11.1 For the purposes of this clause 11:

 

(a) Confidential Information means:

 

  (i) (in relation to the obligations of the Purchaser) any information relating to the Seller which is received or held by the Purchaser (or any of its Representatives); or

 

  (ii) (in relation to the obligations of the Seller) any information relating to the Purchaser received or held by the Seller (or any of its Representatives) or, for the avoidance of doubt, following Closing which includes any information relating to any Company; and

 

  (iii) information relating to the provisions of, and negotiations leading to, this Agreement;

and includes written information and information transferred or obtained orally, visually, electronically or by any other means;

 

(b) Representatives means, in relation to a party, its respective Affiliates and the directors, officers, employees, agents, advisers, accountants and consultants of that party and/or of its respective Affiliates.
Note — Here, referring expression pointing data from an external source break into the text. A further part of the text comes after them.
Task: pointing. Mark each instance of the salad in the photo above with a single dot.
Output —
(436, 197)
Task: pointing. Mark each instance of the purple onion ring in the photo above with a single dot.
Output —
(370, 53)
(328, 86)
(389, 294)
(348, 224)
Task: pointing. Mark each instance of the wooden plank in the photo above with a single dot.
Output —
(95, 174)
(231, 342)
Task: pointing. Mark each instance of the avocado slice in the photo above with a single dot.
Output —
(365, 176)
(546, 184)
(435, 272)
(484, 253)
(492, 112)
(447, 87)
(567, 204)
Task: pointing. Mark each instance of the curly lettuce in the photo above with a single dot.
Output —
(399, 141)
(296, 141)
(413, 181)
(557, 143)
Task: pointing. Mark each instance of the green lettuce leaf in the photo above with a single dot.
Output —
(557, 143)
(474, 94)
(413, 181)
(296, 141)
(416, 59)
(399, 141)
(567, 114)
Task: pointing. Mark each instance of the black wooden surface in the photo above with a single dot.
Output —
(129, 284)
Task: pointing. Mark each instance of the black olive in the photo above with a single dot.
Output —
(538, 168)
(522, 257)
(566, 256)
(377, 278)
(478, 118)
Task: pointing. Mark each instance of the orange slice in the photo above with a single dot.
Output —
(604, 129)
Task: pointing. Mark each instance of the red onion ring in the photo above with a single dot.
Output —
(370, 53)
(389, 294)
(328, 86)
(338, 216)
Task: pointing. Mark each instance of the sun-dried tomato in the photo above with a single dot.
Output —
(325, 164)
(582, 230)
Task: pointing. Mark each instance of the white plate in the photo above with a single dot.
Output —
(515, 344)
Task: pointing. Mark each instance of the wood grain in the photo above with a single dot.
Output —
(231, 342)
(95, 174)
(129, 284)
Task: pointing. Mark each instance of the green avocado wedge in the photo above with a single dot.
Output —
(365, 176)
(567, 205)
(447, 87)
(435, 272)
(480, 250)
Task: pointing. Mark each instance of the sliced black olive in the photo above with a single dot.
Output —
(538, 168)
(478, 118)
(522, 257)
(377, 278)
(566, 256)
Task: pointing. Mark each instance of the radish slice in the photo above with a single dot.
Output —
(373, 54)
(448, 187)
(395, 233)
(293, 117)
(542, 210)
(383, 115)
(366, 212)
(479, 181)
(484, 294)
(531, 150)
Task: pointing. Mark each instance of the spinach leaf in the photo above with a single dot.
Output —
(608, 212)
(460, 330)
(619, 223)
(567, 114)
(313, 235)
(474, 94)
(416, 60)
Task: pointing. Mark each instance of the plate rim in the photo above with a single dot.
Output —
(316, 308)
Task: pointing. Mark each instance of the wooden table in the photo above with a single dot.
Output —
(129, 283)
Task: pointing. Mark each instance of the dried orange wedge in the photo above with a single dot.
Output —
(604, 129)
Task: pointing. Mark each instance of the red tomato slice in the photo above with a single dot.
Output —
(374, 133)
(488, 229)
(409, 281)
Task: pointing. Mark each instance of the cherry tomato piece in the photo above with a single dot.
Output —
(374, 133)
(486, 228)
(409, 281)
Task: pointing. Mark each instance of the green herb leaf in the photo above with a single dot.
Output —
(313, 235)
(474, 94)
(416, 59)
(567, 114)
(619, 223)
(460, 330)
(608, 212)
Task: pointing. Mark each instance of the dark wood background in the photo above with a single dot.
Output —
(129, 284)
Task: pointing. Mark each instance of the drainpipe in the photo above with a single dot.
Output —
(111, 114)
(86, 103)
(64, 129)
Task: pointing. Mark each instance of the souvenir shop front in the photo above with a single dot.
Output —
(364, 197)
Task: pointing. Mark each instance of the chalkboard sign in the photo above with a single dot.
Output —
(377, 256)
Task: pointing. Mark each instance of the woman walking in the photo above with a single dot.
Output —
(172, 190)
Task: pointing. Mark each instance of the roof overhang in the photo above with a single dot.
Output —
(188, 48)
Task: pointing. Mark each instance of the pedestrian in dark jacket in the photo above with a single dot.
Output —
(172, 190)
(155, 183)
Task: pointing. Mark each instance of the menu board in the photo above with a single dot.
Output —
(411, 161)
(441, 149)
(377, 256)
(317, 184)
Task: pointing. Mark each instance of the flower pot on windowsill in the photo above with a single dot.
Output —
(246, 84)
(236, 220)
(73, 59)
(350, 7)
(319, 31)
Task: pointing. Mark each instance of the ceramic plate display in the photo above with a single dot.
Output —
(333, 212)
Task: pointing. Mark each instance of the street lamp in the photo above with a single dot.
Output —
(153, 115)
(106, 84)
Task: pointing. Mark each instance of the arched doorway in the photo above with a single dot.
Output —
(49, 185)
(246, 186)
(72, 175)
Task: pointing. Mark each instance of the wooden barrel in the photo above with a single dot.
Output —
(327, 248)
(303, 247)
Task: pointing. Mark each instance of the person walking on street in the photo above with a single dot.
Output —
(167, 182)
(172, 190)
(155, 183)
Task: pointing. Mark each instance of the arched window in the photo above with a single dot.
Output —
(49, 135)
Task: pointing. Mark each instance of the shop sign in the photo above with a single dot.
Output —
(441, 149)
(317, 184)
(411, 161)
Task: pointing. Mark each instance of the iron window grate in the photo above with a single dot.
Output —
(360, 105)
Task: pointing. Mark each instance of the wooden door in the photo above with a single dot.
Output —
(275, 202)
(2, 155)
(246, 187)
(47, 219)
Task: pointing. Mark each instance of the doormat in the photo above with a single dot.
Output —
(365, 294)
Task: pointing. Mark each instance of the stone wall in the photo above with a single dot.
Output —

11.2 Each of the Seller and the Purchaser shall keep (and ensure that each of its Representatives keeps) Confidential Information confidential and not disclose it to any person except (i) as this clause 11 permits or (ii) as the other party approves in writing.

11.3 The confidentiality obligation under clause 11.2 shall not apply if and to the extent that the Seller or the Purchaser (as the case may be) can demonstrate that:

 

(a) disclosure is required by law or by any stock exchange or governmental, regulatory or supervisory body or authority of competent jurisdiction (provided that the disclosing party shall first inform the other party of its intention to disclose such information and take into account the reasonable comments of the other party);

 

(b) the Confidential Information was lawfully in its possession or any of its Representatives (in either case as evidenced by written records) without any obligation of secrecy prior to its being received or held;

 

(c) the Confidential Information has become publicly available not through its fault (or that of any of its Representatives);

 

(d) disclosure is required for the purpose of any arbitral or judicial proceedings arising out of this Agreement.

12. ASSIGNMENT

12.1 The benefit of the Warranties may be assigned (in whole or in part) by the Purchaser without the consent of the Seller to, and may be enforced by, any Permitted Assignee as if it were the Purchaser under this Agreement. For this purpose, a Permitted Assignee means any member of the Purchaser Group.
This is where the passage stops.